Application of Innovative Numerical Modeling Techniques to Accelerate CAE Based Development Process for Side Pole Impact Test Rig 2011-26-0011

In today's competitive environment, Automotive OEM's are looking for optimizing product development cycle times and costs. CAE based digital component development plays key role in achieving above product development objectives.

This paper presents quick iterative numerical simulation methodologies developed for design validation/development of components for side pole test rig for conducting full vehicle side pole impact test as per EuroNCAP testing protocol. As a part of this side pole test rig development study, side pole support structure, vehicle carrier and carrier stopping mechanism were analyzed for strength and energy absorption requirement (Refer Fig. 1). The complete scope of work for component development/design validation of side pole test rig was simplified by using reduced CAE models. This approach was a substitute to the classical approach of studying together, the complex vehicle to barrier interaction and vehicle-carrier interaction with stopping mechanism. The paper presents following innovative CAE methodologies developed with the reduced CAE models-

• Force - momentum change analogy to study vehicle to barrier interaction during pole structure strength assessment.
• Plastic spring stiffness analogy to study vehicle carrier and stopping mechanism interaction for pole test rig.
• Formation of Templex program to vary the system design variables input in DOE study and optimization method for development of carrier stopping mechanism.

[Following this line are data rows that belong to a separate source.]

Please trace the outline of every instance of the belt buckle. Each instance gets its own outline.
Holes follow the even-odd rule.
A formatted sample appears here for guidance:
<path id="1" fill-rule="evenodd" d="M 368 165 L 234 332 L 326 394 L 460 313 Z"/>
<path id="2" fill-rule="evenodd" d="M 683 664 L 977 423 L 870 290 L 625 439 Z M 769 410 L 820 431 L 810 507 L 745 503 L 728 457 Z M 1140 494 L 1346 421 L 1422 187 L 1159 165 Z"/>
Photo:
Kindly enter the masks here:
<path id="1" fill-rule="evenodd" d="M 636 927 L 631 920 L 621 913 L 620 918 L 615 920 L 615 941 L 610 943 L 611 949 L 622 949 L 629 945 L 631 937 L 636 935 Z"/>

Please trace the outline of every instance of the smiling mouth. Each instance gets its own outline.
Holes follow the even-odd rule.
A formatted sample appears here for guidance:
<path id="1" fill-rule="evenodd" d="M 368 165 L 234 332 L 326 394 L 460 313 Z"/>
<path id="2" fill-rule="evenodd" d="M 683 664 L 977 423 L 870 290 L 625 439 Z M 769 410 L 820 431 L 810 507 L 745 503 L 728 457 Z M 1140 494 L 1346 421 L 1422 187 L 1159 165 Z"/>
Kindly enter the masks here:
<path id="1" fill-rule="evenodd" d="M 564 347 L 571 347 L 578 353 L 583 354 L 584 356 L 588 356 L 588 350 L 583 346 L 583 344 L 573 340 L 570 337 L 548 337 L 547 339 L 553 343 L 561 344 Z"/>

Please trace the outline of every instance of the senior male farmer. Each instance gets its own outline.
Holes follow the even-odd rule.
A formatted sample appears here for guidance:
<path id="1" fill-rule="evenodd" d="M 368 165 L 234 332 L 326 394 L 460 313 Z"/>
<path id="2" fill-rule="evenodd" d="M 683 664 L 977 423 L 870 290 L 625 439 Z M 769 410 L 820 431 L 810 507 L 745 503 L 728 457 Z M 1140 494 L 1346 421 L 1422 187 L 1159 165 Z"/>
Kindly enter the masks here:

The use of sub-model technique to reduce man-hour efforts and computational time resulted in significant reduction in test rig component development time. In addition, there was cost saving in terms of eliminating the need of CAE preprocessor license by using the Templex program for DOE and optimization study of the test rig component design through “Hyper opt response surface optimization algorithm” available with DFSS tool Hyper study.